Côté commerce, l’opacité s’installe. Rosoboronexport vend moins d’armements, faute de pièces certifiées. En revanche, le plafonnement occidental du baril russe libère un véritable filon d’or noir : via une flotte fantôme battant pavillon libérien, panaméen ou ghanéen, le gasoil russe à bas prix inonde Lomé, Abidjan, Mombasa ou Durban. Litasco déménage à Dubaï et des traders-écrans – Coral Energy, Paramount Energy – surgissent dans les zones franches.
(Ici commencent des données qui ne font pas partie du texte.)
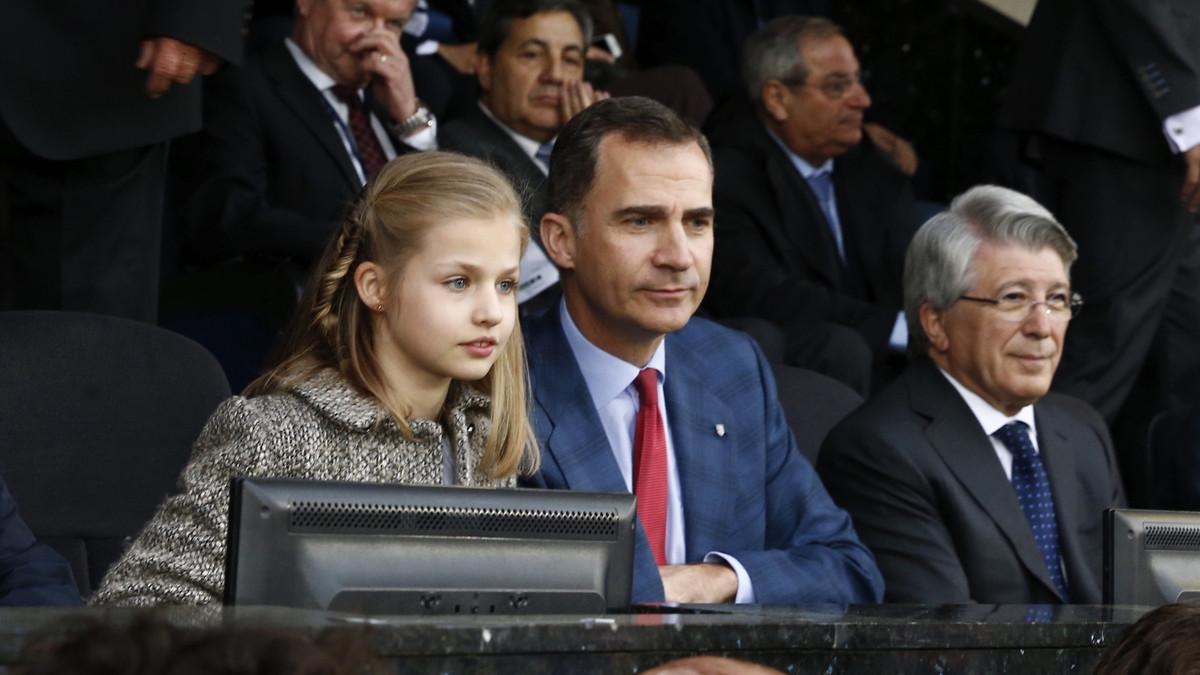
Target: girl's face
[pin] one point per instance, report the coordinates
(455, 303)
*LA TACTIQUE DU BLÉ ET DE L’OR : PUISSANCE ALIMENTAIRE, LEVIER MONÉTAIRE*
Pour compenser l’effritement militaro-industriel, le Kremlin brandit le double argument du blé et de l’or. En 2024, près de 200 000 tonnes de céréales gratuites accostent à Mogadiscio, Bangui, Ouagadougou : un geste moins humanitaire que politique censé démontrer l’inefficacité du blocus occidental. Côté aurifère, la Russie aiguise sa stratégie de « réserves parallèles » : NordGold sécurise de nouveaux permis au Burkina Faso, tandis que le groupe Wagner – rebaptisé Africa Corps – continue de siphonner les placers centrafricains. Le tout transite vers les raffineries dubaïotes, puis alimente les coffres de la Banque de Russie, contournant ainsi les sanctions sur ses avoirs.
*PERSISTANCE DU DISCOURS ÉNERGÉTIQUE : L’AFRIQUE RÊVÉE DE MOSCOU*
Malgré le reflux capitalistique, Moscou multiplie forums et chambres de commerce. En 2024, la Chambre Afrique-Russie-Eurasie ouvre à Dakar ; un business forum se tient à Dar-es-Salaam ; Niamey, Juba et Brazzaville signent mémorandums pour raffineries, gazoducs et centrales nucléaires modulaires Rosatom. Les financements restent hypothétiques, mais l’affichage répond à quatre attentes africaines : diversifier les partenaires, afficher une neutralité géopolitique, capter une expertise énergétique et préserver une marge de négociation face à Pékin comme à Bruxelles.
*LES RAISONS D’UN PARADOXE : HISTOIRE, PROPAGANDE, NON-ALIGNEMENT, PÉNURIE D’ALTERNATIVES*
Le tropisme soviétique, entretenu par la mémoire des bourses d’études et des soutiens aux mouvements indépendantistes, nourrit une Russophilie diffuse. À cela s’ajoute l’activisme informationnel : chaînes Telegram multilingues propageant la rhétorique anti-« occident collectif », agences Sputnik locales, narratifs sur un « ordre multipolaire ». Nombre de gouvernements, surtout ceux sous pression démocratique ou militaire, se saisissent de cette vision pour contester le discours normatif européen. Enfin, l’offre russe d’hydrocarbures à prix cassés ou de blé bon marché constitue une soupape pour des économies asphyxiées par l’inflation post-Covid et la cherté du fret.
*LE MANQUE DE PÉDAGOGIE OCCIDENTALE : AU-DELÀ DE L’OUTIL SANCTIONNEL*
Le paradoxe russo-africain souligne une carence européenne : sanctionner sans expliquer laisse le champ libre aux narratifs concurrents. Faute d’un récit partagé sur les finalités des sanctions – défense du droit international, protection des civils ukrainiens – beaucoup d’Africains y voient une querelle de grandes puissances détachée de leurs urgences quotidiennes. Cette absence de diplomatie didactique fragilise l’efficacité du dispositif économique et creuse un fossé d’incompréhension.
*CONCLUSION*
La décennie 2025-2035 sera celle de l’épreuve de vérité : si les sanctions freinent l’expansion industrielle russe, elles n’entravent pas le soft-power alimentaire, pétrolier ou informationnel déployé sur le continent africain. L’Europe devra donc conjuguer rigueur financière et parole politique, articuler offre d’investissements verts et transparence des filières, renforcer le traçage de l’or et du pétrole russes transitant par les Émirats et bâtir un partenariat énergétique compétitif. Faute de quoi, l’ombre paradoxale du Kremlin continuera de s’étendre, non par ses capitaux, mais par son opportunisme stratégique et la vacuité des narratifs occidentaux en Afrique.